C6 = flat map. C7 = value distribution heatmap. Without C7, you'd buy SMCI as if it's in the same tier as NVDA → long-term pain.


5. Try It: 5-Dimension Score for 3 Stocks

Task (20 minutes): Score each of the 3 stocks below on each dimension (1-5), using knowledge from C1-C6:

Stock Gross Margin ROIC Moat Switching Cost Customer Stickiness
AVGO (Broadcom networking + custom ASIC) ? ? ? ? ?
CRWV (Neocloud) ? ? ? ? ?
CEG (Nuclear power) ? ? ? ? ?

Hints: - AVGO: Multi-business diversified + Google TPU manufacturing + networking — similar to NVDA moat? - CRWV: High customer concentration + Neocloud business model — similar to OAI or MSFT? - CEG: Nuclear PPA 20 years — similar to ASML moat or low?

Self-check (3 items checked → proceed to P1-C8):

  • You can defend your 3 scores with a friend
  • You can explain why NVDA's 75% gross margin is unsustainable at 90% (anti-thesis preparation)
  • You can predict from the 5 dimensions the 5 most stable AI holds for the next 10 years

6. What's Next

You now know who has a moat.
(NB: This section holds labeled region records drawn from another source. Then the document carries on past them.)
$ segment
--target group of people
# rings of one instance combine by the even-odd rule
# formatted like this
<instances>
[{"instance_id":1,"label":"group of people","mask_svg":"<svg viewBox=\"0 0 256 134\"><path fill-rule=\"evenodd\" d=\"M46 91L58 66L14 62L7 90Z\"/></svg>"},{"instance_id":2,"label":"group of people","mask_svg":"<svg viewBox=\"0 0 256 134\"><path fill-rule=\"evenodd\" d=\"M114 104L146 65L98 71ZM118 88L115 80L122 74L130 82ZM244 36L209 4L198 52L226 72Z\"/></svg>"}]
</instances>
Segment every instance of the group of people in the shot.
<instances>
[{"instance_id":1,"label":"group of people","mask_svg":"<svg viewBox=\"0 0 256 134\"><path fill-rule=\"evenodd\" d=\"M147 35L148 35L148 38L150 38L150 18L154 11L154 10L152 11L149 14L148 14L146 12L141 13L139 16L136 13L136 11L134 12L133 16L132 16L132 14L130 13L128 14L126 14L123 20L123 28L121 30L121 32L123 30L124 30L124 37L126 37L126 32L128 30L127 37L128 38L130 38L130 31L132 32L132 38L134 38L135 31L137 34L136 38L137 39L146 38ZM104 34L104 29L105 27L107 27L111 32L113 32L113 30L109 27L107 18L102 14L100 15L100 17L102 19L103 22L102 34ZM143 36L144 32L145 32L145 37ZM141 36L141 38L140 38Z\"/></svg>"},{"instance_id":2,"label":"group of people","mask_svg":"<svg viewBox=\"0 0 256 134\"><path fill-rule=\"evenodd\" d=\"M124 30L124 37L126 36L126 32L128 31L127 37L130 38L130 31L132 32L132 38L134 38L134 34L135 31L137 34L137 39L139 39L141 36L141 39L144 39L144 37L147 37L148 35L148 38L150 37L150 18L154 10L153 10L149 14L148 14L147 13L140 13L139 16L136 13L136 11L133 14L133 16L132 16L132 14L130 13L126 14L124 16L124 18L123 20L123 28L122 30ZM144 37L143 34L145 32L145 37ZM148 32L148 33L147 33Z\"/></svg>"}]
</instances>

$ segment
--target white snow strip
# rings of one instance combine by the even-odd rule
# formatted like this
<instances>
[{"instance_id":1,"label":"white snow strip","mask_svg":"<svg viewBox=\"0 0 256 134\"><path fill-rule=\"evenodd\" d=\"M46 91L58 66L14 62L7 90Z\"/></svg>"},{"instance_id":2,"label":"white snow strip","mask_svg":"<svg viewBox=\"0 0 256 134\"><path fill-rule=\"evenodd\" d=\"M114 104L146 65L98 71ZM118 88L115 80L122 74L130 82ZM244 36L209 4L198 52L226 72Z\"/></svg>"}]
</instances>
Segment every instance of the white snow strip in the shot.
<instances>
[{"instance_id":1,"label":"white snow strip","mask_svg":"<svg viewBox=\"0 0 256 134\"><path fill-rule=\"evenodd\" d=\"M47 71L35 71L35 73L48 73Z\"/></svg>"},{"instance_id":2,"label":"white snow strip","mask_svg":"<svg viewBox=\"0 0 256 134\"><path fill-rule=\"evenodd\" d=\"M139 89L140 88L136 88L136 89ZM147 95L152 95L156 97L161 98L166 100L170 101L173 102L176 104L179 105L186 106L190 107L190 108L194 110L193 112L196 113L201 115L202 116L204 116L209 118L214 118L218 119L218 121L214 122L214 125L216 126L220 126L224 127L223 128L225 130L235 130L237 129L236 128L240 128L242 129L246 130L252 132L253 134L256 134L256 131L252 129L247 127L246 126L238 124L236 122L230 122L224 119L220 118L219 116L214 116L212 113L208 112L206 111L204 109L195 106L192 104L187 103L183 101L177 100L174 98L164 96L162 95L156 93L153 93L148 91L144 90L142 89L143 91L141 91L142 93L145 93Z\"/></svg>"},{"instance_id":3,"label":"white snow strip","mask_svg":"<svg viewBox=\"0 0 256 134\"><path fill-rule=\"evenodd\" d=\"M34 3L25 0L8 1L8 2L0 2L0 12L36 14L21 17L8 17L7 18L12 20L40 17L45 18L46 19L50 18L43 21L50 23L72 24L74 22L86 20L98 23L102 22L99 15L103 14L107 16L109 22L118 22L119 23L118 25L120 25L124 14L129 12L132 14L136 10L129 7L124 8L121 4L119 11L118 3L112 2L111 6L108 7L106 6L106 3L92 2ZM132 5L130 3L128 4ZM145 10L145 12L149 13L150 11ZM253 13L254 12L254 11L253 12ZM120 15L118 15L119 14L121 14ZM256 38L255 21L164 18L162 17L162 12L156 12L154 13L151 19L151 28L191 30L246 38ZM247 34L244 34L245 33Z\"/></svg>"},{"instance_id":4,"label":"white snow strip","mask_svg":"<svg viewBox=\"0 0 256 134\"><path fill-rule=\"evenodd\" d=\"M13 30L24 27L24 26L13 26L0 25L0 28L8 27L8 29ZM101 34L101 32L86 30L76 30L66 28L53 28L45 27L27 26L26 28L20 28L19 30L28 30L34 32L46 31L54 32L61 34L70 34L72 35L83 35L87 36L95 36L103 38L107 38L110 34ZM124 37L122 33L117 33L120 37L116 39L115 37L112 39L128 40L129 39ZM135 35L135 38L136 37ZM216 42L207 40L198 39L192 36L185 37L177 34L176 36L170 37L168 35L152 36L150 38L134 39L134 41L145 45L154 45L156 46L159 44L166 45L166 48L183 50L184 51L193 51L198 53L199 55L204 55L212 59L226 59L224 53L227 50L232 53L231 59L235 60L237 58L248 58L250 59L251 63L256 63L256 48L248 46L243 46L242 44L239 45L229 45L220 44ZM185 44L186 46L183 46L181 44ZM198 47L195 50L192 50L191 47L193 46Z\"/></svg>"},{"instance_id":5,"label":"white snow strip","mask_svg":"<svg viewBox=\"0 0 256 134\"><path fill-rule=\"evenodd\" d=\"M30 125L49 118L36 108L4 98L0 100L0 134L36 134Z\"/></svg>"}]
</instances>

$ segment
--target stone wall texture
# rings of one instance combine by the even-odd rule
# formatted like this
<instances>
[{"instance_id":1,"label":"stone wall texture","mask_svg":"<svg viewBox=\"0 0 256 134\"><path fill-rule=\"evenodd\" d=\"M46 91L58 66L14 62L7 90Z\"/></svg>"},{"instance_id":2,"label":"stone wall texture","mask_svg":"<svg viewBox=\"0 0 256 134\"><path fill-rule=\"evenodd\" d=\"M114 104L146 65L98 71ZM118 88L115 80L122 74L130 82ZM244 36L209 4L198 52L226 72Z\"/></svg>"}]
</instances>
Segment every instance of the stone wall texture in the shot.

But a moat that doesn't deliver ROI can still evaporate (history's 4 AI winters prove this).

Does the application layer have revenue to support $725B/yr in capex?

→ P1-C8 · What AI Applications Look Like Today — see the 4 major application layers + revenue reality.


7. Deep Dive (optional): ASML Moat Deconstruction / OpenAI Cash Burn / Hyperscaler Capex Black Hole Risk

Click to open 3 deep-dive cases

**ASML Moat Deconstruction: EUV light source uses a 50,000W laser to hit tin droplets, generating 13.5nm wavelength plasma light. This system integrates Zeiss optics (no substitute) + Trumpf laser (no substitute) + ASML's own optical path design. The moat isn't one company, it's the entire Western optical ecosystem** — China's attempt to develop domestic EUV is estimated to take 10+ years.

OpenAI Cash Burn Rate: 2024 estimated revenue: $5B. Cost: $9B+. Net loss: $4B+. Main burn areas: (a) Compute (MSFT Azure) (b) Training next model © Talent ($1M+ salary common). → Depends on continuous funding. The $300B private market valuation assumes ChatGPT reaches $100B+ revenue (2030 estimate). This is a high-beta assumption.

Hyperscaler Capex Black Hole Risk: MSFT FY26 capex $80B, FY27 estimated $100B+. Capex/revenue ratio jumped from 12% in 2019 to 35%+ in 2026. Historical comparison: 1999-2001 Cisco / Lucent / Nortel capex also grew this fast, then the dotcom bubble burst, leading to a multi-year inventory cycle. → Key leading indicator: Is hyperscaler capex guidance being raised? If it flatlines or drops = AI chain de-rate trigger.